An Interference-Aware Virtual Machine Placement Strategy for High Performance Computing Applications in Clouds

  • Maicon Melo Alves UFF
  • Luan Teylo UFF
  • Yuri Frota UFF
  • Lúcia M. A. Drummond UFF

Resumo


Cross-interference may happen when applications share a common physical machine, affecting negatively their performances. This problem occurs frequently when high performance applications are executed in clouds. Some papers of the related literature have considered this problem when proposing strategies for Virtual Machine Placement.
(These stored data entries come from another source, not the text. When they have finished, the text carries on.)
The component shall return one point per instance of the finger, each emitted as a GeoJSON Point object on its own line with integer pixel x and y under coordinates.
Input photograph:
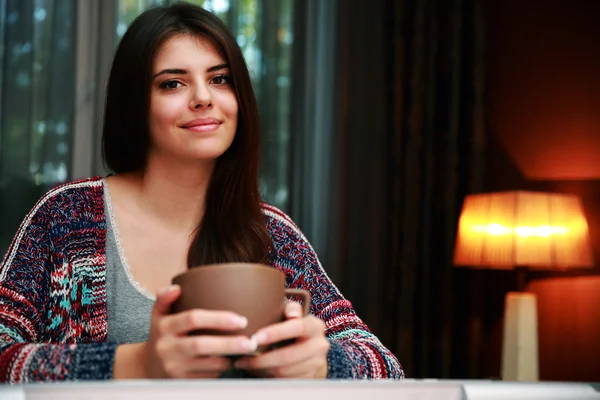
{"type": "Point", "coordinates": [195, 346]}
{"type": "Point", "coordinates": [293, 310]}
{"type": "Point", "coordinates": [305, 327]}
{"type": "Point", "coordinates": [164, 298]}
{"type": "Point", "coordinates": [184, 322]}
{"type": "Point", "coordinates": [296, 353]}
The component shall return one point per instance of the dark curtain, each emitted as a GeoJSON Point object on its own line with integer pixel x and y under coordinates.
{"type": "Point", "coordinates": [411, 145]}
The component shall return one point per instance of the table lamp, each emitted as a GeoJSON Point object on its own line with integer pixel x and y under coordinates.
{"type": "Point", "coordinates": [520, 229]}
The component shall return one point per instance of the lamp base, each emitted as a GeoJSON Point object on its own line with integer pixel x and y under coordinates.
{"type": "Point", "coordinates": [520, 342]}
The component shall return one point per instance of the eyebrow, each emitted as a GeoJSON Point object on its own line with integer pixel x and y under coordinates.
{"type": "Point", "coordinates": [180, 71]}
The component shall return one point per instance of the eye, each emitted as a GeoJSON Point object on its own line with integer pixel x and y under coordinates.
{"type": "Point", "coordinates": [169, 85]}
{"type": "Point", "coordinates": [220, 80]}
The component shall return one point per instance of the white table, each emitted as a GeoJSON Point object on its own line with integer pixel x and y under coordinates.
{"type": "Point", "coordinates": [299, 390]}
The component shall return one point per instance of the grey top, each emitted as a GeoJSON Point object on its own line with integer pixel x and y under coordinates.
{"type": "Point", "coordinates": [129, 304]}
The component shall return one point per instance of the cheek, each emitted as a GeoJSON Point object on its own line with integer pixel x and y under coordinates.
{"type": "Point", "coordinates": [164, 112]}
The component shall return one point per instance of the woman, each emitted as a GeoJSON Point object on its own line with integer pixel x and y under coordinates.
{"type": "Point", "coordinates": [181, 135]}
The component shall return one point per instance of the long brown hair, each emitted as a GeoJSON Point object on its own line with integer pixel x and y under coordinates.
{"type": "Point", "coordinates": [233, 227]}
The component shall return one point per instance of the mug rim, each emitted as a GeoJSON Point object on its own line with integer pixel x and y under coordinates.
{"type": "Point", "coordinates": [232, 265]}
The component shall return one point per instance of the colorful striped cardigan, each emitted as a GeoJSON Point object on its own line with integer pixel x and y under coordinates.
{"type": "Point", "coordinates": [53, 314]}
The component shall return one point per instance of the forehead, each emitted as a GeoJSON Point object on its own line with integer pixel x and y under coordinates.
{"type": "Point", "coordinates": [187, 51]}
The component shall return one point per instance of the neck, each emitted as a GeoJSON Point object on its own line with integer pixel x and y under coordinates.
{"type": "Point", "coordinates": [174, 193]}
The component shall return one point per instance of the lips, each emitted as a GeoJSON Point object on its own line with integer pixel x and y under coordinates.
{"type": "Point", "coordinates": [202, 125]}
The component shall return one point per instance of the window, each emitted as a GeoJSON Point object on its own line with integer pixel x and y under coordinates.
{"type": "Point", "coordinates": [37, 61]}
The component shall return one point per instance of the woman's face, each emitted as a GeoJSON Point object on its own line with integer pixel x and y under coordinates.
{"type": "Point", "coordinates": [193, 108]}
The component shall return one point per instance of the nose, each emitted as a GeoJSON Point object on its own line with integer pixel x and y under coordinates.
{"type": "Point", "coordinates": [202, 98]}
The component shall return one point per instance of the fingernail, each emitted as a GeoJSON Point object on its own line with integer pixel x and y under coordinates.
{"type": "Point", "coordinates": [242, 322]}
{"type": "Point", "coordinates": [247, 345]}
{"type": "Point", "coordinates": [260, 338]}
{"type": "Point", "coordinates": [167, 290]}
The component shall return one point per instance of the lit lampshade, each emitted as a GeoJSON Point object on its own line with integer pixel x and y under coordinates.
{"type": "Point", "coordinates": [522, 229]}
{"type": "Point", "coordinates": [531, 229]}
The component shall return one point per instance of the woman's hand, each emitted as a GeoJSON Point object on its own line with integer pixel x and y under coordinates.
{"type": "Point", "coordinates": [170, 353]}
{"type": "Point", "coordinates": [305, 358]}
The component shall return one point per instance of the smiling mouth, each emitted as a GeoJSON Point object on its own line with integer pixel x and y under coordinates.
{"type": "Point", "coordinates": [202, 128]}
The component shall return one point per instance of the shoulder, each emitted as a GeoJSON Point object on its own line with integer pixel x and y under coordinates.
{"type": "Point", "coordinates": [69, 200]}
{"type": "Point", "coordinates": [288, 240]}
{"type": "Point", "coordinates": [72, 193]}
{"type": "Point", "coordinates": [280, 225]}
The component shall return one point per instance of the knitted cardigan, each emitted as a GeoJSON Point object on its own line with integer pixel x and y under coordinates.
{"type": "Point", "coordinates": [53, 313]}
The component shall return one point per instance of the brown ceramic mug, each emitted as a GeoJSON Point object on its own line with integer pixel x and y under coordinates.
{"type": "Point", "coordinates": [254, 291]}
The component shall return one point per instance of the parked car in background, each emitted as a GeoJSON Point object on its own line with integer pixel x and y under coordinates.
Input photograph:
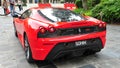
{"type": "Point", "coordinates": [50, 33]}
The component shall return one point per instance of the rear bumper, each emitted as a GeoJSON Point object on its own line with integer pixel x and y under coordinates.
{"type": "Point", "coordinates": [51, 48]}
{"type": "Point", "coordinates": [70, 49]}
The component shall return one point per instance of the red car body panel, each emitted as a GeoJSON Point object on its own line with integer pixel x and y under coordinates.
{"type": "Point", "coordinates": [41, 47]}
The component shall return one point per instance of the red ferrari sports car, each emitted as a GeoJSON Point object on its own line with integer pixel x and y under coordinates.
{"type": "Point", "coordinates": [50, 33]}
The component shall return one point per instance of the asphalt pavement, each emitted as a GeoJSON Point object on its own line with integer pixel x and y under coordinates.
{"type": "Point", "coordinates": [12, 54]}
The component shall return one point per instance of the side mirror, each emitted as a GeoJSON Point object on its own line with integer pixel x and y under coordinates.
{"type": "Point", "coordinates": [15, 16]}
{"type": "Point", "coordinates": [83, 14]}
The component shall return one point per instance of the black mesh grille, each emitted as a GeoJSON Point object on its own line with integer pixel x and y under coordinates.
{"type": "Point", "coordinates": [74, 31]}
{"type": "Point", "coordinates": [70, 31]}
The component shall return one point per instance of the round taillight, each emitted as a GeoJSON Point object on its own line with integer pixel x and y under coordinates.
{"type": "Point", "coordinates": [42, 30]}
{"type": "Point", "coordinates": [100, 25]}
{"type": "Point", "coordinates": [51, 29]}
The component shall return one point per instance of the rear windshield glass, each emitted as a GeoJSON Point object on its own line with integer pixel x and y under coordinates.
{"type": "Point", "coordinates": [60, 15]}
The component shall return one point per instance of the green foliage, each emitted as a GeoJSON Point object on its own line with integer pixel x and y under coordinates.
{"type": "Point", "coordinates": [109, 10]}
{"type": "Point", "coordinates": [78, 3]}
{"type": "Point", "coordinates": [24, 2]}
{"type": "Point", "coordinates": [82, 11]}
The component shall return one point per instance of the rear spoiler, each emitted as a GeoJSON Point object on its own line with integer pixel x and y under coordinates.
{"type": "Point", "coordinates": [69, 6]}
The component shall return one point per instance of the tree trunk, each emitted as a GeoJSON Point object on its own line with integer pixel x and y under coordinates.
{"type": "Point", "coordinates": [84, 3]}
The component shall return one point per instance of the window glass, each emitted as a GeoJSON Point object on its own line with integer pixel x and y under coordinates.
{"type": "Point", "coordinates": [55, 15]}
{"type": "Point", "coordinates": [26, 14]}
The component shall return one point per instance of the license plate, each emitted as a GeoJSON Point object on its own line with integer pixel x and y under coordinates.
{"type": "Point", "coordinates": [80, 43]}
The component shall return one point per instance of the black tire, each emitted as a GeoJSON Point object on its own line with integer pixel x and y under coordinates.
{"type": "Point", "coordinates": [28, 52]}
{"type": "Point", "coordinates": [15, 32]}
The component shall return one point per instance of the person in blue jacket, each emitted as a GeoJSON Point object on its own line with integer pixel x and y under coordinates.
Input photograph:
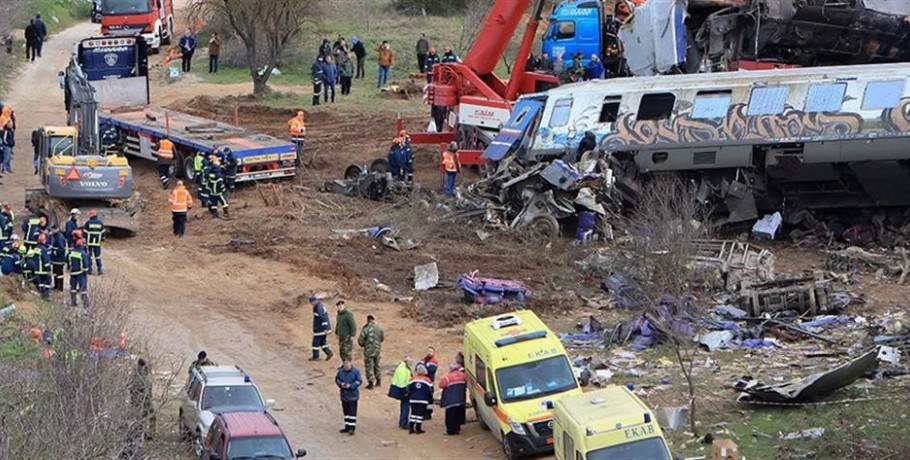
{"type": "Point", "coordinates": [595, 69]}
{"type": "Point", "coordinates": [57, 243]}
{"type": "Point", "coordinates": [420, 395]}
{"type": "Point", "coordinates": [330, 78]}
{"type": "Point", "coordinates": [321, 328]}
{"type": "Point", "coordinates": [349, 380]}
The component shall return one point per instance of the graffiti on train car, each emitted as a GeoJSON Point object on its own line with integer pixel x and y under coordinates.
{"type": "Point", "coordinates": [790, 126]}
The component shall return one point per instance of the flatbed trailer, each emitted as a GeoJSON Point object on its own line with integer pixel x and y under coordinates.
{"type": "Point", "coordinates": [259, 156]}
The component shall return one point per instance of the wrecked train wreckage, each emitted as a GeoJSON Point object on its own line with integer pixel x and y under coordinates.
{"type": "Point", "coordinates": [779, 140]}
{"type": "Point", "coordinates": [688, 36]}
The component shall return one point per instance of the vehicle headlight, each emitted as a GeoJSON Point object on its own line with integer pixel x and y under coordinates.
{"type": "Point", "coordinates": [517, 428]}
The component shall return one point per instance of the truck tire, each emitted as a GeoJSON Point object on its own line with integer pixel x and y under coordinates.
{"type": "Point", "coordinates": [170, 33]}
{"type": "Point", "coordinates": [507, 449]}
{"type": "Point", "coordinates": [180, 165]}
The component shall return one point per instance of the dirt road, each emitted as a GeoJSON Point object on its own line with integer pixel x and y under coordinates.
{"type": "Point", "coordinates": [194, 293]}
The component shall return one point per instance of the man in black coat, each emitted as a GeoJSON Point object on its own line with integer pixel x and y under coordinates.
{"type": "Point", "coordinates": [31, 40]}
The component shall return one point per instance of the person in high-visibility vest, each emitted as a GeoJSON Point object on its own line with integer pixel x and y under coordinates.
{"type": "Point", "coordinates": [298, 133]}
{"type": "Point", "coordinates": [451, 166]}
{"type": "Point", "coordinates": [94, 232]}
{"type": "Point", "coordinates": [181, 201]}
{"type": "Point", "coordinates": [165, 160]}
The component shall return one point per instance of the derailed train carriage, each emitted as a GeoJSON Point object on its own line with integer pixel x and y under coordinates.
{"type": "Point", "coordinates": [811, 138]}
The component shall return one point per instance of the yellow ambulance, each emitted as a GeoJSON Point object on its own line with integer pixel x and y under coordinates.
{"type": "Point", "coordinates": [517, 369]}
{"type": "Point", "coordinates": [611, 423]}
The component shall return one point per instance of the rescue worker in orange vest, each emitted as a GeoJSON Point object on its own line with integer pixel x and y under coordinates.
{"type": "Point", "coordinates": [451, 166]}
{"type": "Point", "coordinates": [181, 201]}
{"type": "Point", "coordinates": [165, 160]}
{"type": "Point", "coordinates": [298, 133]}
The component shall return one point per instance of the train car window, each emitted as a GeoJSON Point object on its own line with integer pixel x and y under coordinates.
{"type": "Point", "coordinates": [657, 106]}
{"type": "Point", "coordinates": [610, 110]}
{"type": "Point", "coordinates": [560, 115]}
{"type": "Point", "coordinates": [767, 100]}
{"type": "Point", "coordinates": [565, 30]}
{"type": "Point", "coordinates": [883, 94]}
{"type": "Point", "coordinates": [825, 97]}
{"type": "Point", "coordinates": [709, 105]}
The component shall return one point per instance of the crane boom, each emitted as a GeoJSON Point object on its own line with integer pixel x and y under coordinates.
{"type": "Point", "coordinates": [498, 28]}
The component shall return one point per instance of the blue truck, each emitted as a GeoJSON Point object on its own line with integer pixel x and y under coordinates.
{"type": "Point", "coordinates": [117, 70]}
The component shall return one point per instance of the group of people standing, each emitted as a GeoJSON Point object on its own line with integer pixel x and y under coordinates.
{"type": "Point", "coordinates": [335, 65]}
{"type": "Point", "coordinates": [45, 250]}
{"type": "Point", "coordinates": [412, 383]}
{"type": "Point", "coordinates": [35, 35]}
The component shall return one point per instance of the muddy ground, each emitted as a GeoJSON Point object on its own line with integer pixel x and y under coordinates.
{"type": "Point", "coordinates": [244, 302]}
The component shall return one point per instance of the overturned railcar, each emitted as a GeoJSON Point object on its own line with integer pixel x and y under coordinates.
{"type": "Point", "coordinates": [810, 138]}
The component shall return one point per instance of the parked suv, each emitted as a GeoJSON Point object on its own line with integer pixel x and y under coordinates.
{"type": "Point", "coordinates": [247, 435]}
{"type": "Point", "coordinates": [213, 390]}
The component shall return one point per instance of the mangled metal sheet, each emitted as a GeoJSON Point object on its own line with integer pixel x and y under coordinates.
{"type": "Point", "coordinates": [811, 388]}
{"type": "Point", "coordinates": [655, 37]}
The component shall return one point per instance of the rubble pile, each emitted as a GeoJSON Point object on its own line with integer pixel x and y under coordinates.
{"type": "Point", "coordinates": [541, 196]}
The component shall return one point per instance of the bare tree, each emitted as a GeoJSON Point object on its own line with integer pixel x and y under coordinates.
{"type": "Point", "coordinates": [266, 28]}
{"type": "Point", "coordinates": [75, 398]}
{"type": "Point", "coordinates": [663, 229]}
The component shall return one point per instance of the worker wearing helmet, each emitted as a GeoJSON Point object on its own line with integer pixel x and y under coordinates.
{"type": "Point", "coordinates": [7, 212]}
{"type": "Point", "coordinates": [56, 243]}
{"type": "Point", "coordinates": [298, 129]}
{"type": "Point", "coordinates": [32, 226]}
{"type": "Point", "coordinates": [94, 232]}
{"type": "Point", "coordinates": [11, 256]}
{"type": "Point", "coordinates": [214, 177]}
{"type": "Point", "coordinates": [72, 224]}
{"type": "Point", "coordinates": [451, 166]}
{"type": "Point", "coordinates": [78, 262]}
{"type": "Point", "coordinates": [230, 169]}
{"type": "Point", "coordinates": [165, 160]}
{"type": "Point", "coordinates": [38, 265]}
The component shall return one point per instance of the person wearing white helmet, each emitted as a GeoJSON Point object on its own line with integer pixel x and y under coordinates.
{"type": "Point", "coordinates": [71, 225]}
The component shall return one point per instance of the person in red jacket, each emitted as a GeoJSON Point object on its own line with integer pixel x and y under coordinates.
{"type": "Point", "coordinates": [454, 390]}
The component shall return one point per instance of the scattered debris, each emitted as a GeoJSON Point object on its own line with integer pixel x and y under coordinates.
{"type": "Point", "coordinates": [807, 389]}
{"type": "Point", "coordinates": [490, 290]}
{"type": "Point", "coordinates": [854, 258]}
{"type": "Point", "coordinates": [426, 276]}
{"type": "Point", "coordinates": [808, 433]}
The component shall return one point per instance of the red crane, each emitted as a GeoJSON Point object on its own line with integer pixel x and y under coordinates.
{"type": "Point", "coordinates": [468, 101]}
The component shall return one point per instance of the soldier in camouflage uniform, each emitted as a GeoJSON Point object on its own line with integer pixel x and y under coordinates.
{"type": "Point", "coordinates": [345, 329]}
{"type": "Point", "coordinates": [370, 339]}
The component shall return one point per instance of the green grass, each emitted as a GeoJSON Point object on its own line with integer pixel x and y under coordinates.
{"type": "Point", "coordinates": [66, 12]}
However, they neither have employed a suitable method for predicting interference nor have considered the minimization of the number of used physical machines and interference at the same time. In this paper, we define the Interference-aware Virtual Machine Placement Problem for HPC applications in Clouds (IVMP) that tackles both problems by minimizing, at the same time, the interference suffered by HPC applications which share common physical machines and the number of physical machines used to allocate them. We propose a mathematical formulation for this problem and a strategy based on the Iterated Local Search framework to solve it. Experiments were conducted in a real scenario by using applications from oil and gas industry and applications from the HPCC benchmark. They showed that our method reduced interference in more than 40%, using the same number of physical machines of the most widely employed heuristics to solve the problem.
Palavras-chave: Interference, Cloud computing, Virtual machining, Memory management, Random access memory, Mathematical model, Predictive models, Virtual machine placement, cross-application interference, cloud computing
Publicado
01/10/2018
ALVES, Maicon Melo; TEYLO, Luan; FROTA, Yuri; DRUMMOND, Lúcia M. A.. An Interference-Aware Virtual Machine Placement Strategy for High Performance Computing Applications in Clouds. In: SIMPÓSIO EM SISTEMAS COMPUTACIONAIS DE ALTO DESEMPENHO (SSCAD), 19. , 2018, São Paulo. Anais [...]. Porto Alegre: Sociedade Brasileira de Computação, 2018 . p. 94-100.